Glycerol permeability of human spermatozoa and its activation energy

Abstract

Glycerol has commonly been employed as a cryoprotectant in cryopreservation of human spermatozoa. However, the addition of glycerol into the sperm before freezing and the removal of glycerol from the sperm after freezing and thawing result in anisotonic environments to the cells, which can cause cell injury. To define optimal procedures for the addition/removal of glycerol and to minimize the cell injury, one needs to know the kinetics of glycerol permeation across the sperm plasma membrane at different temperatures. For this, one has to determine the permeability coefficient of glycerol ( P g) and its activation energy ( E a). Values of P g at different temperatures and at different glycerol concentrations were determined by measuring the time required for 50% spermolysis in hyperosmotic glycerol solutions which were hypotonic with respect to electrolytes. Value of the E a was determined assuming an Arrhenius type temperature dependence of P g.

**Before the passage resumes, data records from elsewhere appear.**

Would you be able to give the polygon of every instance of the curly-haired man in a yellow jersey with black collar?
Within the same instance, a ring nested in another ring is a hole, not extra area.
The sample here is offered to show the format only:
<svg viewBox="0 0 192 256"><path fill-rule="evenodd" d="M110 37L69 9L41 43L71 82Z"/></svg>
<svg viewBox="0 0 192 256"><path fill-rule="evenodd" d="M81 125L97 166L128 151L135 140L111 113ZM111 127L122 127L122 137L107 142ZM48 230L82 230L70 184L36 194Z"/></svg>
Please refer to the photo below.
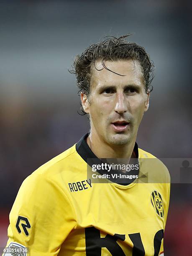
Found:
<svg viewBox="0 0 192 256"><path fill-rule="evenodd" d="M90 132L23 182L10 212L8 248L28 248L31 256L163 255L169 173L136 144L152 69L144 48L125 36L93 44L76 57L73 73ZM109 174L98 165L106 159L139 168L122 180L109 175L94 182L90 166L95 161L95 174ZM149 167L143 159L156 163ZM146 173L159 174L162 182L139 182Z"/></svg>

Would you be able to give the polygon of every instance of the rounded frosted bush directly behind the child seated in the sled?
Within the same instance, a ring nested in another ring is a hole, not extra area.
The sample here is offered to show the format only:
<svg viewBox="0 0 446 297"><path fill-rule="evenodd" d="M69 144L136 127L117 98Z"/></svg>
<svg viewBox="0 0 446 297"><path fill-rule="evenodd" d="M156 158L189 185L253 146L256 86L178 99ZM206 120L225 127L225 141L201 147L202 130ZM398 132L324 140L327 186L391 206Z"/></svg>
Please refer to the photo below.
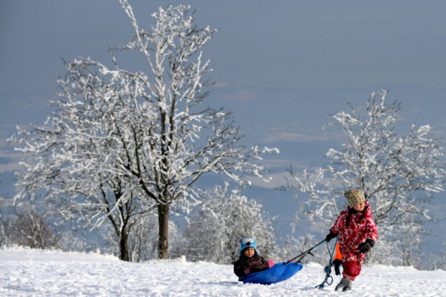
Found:
<svg viewBox="0 0 446 297"><path fill-rule="evenodd" d="M202 204L183 235L187 259L235 263L239 240L244 237L255 239L262 257L275 256L274 228L261 204L242 195L239 189L229 191L228 183L200 191L200 195Z"/></svg>

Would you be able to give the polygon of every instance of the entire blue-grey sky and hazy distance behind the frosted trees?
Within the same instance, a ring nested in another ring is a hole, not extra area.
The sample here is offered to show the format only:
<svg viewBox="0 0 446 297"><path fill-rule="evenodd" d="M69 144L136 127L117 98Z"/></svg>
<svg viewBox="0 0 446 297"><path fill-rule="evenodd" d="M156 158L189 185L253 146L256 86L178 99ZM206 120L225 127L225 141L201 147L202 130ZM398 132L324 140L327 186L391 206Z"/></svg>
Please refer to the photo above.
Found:
<svg viewBox="0 0 446 297"><path fill-rule="evenodd" d="M339 131L322 130L329 114L347 102L363 108L377 88L401 102L402 133L428 123L445 136L446 1L130 0L141 27L168 3L191 5L198 26L220 30L203 48L214 69L209 104L233 111L246 143L279 147L266 161L274 176L290 164L318 165L341 141ZM14 127L41 125L49 114L60 58L108 62L108 47L131 36L117 0L0 0L0 179L18 161L5 147ZM286 234L297 202L271 189L280 183L248 194L279 215ZM437 198L443 216L445 198Z"/></svg>

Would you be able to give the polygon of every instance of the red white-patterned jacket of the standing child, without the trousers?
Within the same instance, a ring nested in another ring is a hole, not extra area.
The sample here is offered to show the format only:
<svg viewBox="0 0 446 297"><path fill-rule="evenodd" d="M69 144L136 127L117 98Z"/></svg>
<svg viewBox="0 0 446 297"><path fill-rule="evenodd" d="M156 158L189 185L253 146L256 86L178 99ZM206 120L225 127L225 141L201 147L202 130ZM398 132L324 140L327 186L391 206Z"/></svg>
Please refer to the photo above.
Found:
<svg viewBox="0 0 446 297"><path fill-rule="evenodd" d="M378 238L378 228L372 217L372 209L368 202L361 212L355 212L353 209L342 211L336 219L330 232L339 234L339 248L342 254L356 254L357 246L372 239L373 242ZM346 226L347 217L349 225Z"/></svg>

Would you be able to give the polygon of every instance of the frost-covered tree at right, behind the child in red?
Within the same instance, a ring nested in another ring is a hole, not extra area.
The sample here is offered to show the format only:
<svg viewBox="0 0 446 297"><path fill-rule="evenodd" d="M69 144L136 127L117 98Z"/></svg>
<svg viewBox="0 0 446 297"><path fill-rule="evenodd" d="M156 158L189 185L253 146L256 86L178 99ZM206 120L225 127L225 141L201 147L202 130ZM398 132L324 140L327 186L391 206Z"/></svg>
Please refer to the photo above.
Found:
<svg viewBox="0 0 446 297"><path fill-rule="evenodd" d="M307 193L298 217L320 219L329 227L347 204L344 191L360 188L373 206L379 241L399 241L408 264L410 254L418 253L411 243L419 242L416 236L426 234L425 223L434 219L429 214L432 195L445 185L443 141L428 125L412 125L406 136L399 136L395 123L401 104L389 104L386 95L384 90L373 92L364 117L353 106L351 112L332 115L330 125L340 128L347 140L342 149L327 152L327 167L302 174L290 168L284 189Z"/></svg>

A dual fluorescent staining technique (propidium iodide and 6-carboxyfluoroscein diacetate) and flow cytometry were used to measure the spermolysis. The values of P g in 0.5, 1.0, 1.5, and 2.0 M glycerol at 22 °C are 1.62, 1.88, 1.68, and 1.54 × 10 −3 cm/min, respectively. The values of P g in 1 M glycerol at 0, 8, 22, and 30 °C are 0.33, 0.54, 1.88, and 2.60 × 10 −3 cm/min, respectively. The value of E a is 11.76 kcal/mol.